Warren I. Cohen was the first member of his family to receive a college education. His father, Murray Cohen, never completed high school, but he believed strongly in the value of education and encouraged Professor Cohen’s studies. In his honor, Warren I. Cohen and his sister, Susan Didia Bailey, established the Murray Cohen Scholarship at UMBC to support BA or MA students in any field whose family income is at or below the poverty level.
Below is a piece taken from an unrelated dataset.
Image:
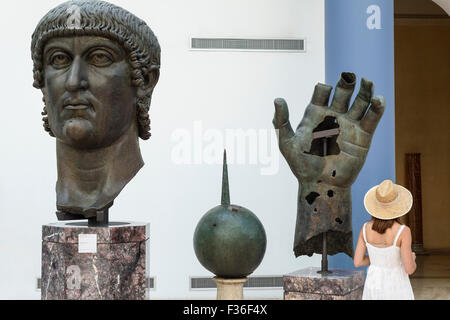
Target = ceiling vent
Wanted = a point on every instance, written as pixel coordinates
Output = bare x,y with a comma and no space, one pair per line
233,44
In a career filled with accolades, it is notable that one of the things Professor Cohen will be remembered best for was his kindness, particularly in supporting students and junior scholars.  At UMBC, he was quick to appreciate the strengths of his colleagues and the university. He was a highly valued member of the History Department quite apart from his extraordinary achievements as a scholar.  He excelled in both undergraduate and graduate teaching, helped redesign and taught an undergraduate course on world history, mentored graduate students writing MA theses, and could always be counted on to add his good suggestions to department meetings. His quick wit delighted his colleagues and put nervous students at ease. Even in retirement, he “adopted” several graduate students and early career faculty in the field of U.S.-China relations, helping them integrate into the field. As a scholar, teacher, and mentor, he will be sorely missed.